Bertolak dari pandangan di atas, layak dipikir ulang uji kompetensi, apakah memang sangat tepat diadakan dan sangat dibutuhkan. Karena itu, para dosen di perguruan tinggi bingung, kok uji kompetensi ujug-ujug diadakan. Misalnya, untuk menguji kompetensi mahasiswa, kalau sudah teruji dan bersertifikat, apakah memang benar dia akan dapat dengan mudah mencari pekerjaan? Jika jawabannya iya bagus, tetapi, jika jawabannya tidak, apa konsekuensinya bagi pemegang sertifikat kompetensi. Kepada siapa dia meminta tanggung jawab, apakah ke kampus yang mengeluarkannya, penyedia uji kompetensi, perusahaan, atau pemerintah. Ini belum jelas. Oleh sebab itu, penyedia uji kompetensi harus sadar bahwa dirinya sedang dipermainkan oleh konsep pendidikan ala barat bahwa segalanya dapat diukur secara mekanis. Para insan civitas akademika dan vokatif perlu cerdas bahwa dalam hidup tidak pernah ada ukuran mekanis, yang ada adalah ukuran penyadaran. Dengan demikian, para mahasiswa tidak menjadi alat dan kuli saja, tetapi mereka mampu menciptakan aktiivitas profesi apa saja yang profitable dan halal sesuai dengan jati dirinya, lingkungan, dan fashion yang dihadapi.
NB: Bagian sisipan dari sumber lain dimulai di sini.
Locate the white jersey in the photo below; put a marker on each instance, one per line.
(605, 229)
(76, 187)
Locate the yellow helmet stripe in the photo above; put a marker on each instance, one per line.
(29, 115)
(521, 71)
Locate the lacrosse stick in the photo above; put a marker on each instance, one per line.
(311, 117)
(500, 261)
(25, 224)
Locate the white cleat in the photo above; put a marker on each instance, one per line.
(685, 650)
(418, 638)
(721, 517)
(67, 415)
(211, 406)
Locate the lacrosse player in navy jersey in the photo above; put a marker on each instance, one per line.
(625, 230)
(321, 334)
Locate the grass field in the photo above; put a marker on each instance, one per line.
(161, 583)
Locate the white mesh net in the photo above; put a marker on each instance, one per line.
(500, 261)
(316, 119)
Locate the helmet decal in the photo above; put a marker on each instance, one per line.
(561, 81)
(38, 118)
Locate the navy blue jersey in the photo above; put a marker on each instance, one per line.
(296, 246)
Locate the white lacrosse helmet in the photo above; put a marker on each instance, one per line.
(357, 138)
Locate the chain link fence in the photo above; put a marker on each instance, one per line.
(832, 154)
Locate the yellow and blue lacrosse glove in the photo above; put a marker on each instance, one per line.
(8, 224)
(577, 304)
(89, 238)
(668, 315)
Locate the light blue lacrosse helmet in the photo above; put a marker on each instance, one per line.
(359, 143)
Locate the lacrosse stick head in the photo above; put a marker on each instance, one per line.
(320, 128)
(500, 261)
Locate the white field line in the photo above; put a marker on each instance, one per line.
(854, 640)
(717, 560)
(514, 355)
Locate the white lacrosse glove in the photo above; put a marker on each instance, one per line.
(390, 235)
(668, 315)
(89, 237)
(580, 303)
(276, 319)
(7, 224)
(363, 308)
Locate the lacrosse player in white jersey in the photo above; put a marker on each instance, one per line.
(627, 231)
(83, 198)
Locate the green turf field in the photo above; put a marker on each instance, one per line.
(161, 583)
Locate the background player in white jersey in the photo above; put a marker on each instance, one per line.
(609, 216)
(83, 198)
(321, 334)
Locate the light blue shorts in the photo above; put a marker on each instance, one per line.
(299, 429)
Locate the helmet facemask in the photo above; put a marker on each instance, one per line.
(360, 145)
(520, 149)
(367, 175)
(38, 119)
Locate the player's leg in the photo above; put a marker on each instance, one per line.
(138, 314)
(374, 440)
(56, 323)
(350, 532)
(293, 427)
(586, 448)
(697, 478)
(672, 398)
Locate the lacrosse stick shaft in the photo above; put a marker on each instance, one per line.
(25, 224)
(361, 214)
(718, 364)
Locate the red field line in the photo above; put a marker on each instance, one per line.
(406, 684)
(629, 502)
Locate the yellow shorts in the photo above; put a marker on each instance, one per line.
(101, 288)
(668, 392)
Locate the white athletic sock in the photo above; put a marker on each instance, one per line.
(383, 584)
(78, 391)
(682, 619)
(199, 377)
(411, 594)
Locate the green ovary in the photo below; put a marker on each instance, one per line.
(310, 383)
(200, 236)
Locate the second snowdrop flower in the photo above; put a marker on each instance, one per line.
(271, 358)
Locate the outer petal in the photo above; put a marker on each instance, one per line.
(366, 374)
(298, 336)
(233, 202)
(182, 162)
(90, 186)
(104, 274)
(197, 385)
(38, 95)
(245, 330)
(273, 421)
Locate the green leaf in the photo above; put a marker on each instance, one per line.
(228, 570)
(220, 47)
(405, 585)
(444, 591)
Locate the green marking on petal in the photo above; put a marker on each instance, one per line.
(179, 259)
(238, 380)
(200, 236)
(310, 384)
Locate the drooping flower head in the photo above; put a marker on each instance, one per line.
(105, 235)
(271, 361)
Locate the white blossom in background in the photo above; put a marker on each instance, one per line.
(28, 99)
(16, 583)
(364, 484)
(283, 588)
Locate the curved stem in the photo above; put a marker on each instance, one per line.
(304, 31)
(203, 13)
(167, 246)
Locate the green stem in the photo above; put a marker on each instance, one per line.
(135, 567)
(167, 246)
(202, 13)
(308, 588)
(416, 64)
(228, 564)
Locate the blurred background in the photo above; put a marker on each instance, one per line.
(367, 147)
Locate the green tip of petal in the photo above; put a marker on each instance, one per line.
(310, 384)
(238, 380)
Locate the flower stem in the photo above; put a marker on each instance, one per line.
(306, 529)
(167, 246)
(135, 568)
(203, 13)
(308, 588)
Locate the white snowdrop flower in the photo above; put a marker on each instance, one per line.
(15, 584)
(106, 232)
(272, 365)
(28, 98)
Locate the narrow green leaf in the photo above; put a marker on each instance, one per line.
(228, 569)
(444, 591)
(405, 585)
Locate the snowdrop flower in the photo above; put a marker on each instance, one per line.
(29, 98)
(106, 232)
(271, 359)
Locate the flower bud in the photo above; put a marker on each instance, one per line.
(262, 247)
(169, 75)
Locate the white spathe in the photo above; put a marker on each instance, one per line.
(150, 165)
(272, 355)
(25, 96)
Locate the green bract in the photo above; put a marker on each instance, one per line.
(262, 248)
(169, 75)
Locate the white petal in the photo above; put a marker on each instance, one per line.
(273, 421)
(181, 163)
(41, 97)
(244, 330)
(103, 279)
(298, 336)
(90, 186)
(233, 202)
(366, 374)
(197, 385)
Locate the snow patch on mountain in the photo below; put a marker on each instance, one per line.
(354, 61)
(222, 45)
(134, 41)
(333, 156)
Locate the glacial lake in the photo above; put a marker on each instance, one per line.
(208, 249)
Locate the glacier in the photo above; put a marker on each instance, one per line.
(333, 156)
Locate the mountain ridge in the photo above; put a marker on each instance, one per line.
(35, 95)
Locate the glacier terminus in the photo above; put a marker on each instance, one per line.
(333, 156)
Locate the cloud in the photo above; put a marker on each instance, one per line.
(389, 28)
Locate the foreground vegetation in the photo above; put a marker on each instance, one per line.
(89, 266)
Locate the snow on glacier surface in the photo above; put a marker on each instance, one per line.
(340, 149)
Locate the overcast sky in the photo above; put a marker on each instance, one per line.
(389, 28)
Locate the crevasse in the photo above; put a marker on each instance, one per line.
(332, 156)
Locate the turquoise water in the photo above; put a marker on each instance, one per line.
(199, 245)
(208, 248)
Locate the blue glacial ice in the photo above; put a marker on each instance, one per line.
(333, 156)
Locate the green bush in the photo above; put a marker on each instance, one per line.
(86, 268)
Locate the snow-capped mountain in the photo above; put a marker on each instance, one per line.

Melalui tahun baru di 2023 ini, kita berharap jangan sampai para  mahasiswa diberi harapan kosong dengan kompetensi dan embel-embel lainnya, tetapi mereka disadarkan akan jati diri dan fungsinya di dalam keluarga, masyarakat, dan lingkungannya. Dengan demikian, harapan angan-angan (filosofi) di tahun 2023 tidak terjadi. Kemungkinan yang akan muncul adalah mahasiswa sukses tanpa uji kompetensi melalui enterepreneural student desire. Semoga….

 

 

Malang, 5 Januari 2023

 

 

Dr. Abd. Muqit, M.Pd.  adalah dosen Prodi Bahasa Inggris, Politeknik Negeri Malang dan pengurus Perkumpulan Ilmuwan Sosial Humaniora Indonesia (PISHI). Tulisan ini disunting oleh Dr. Indayani, M.Pd., dosen Universitas PGRI Adi Buana Surabaya dan pengurus PISHI.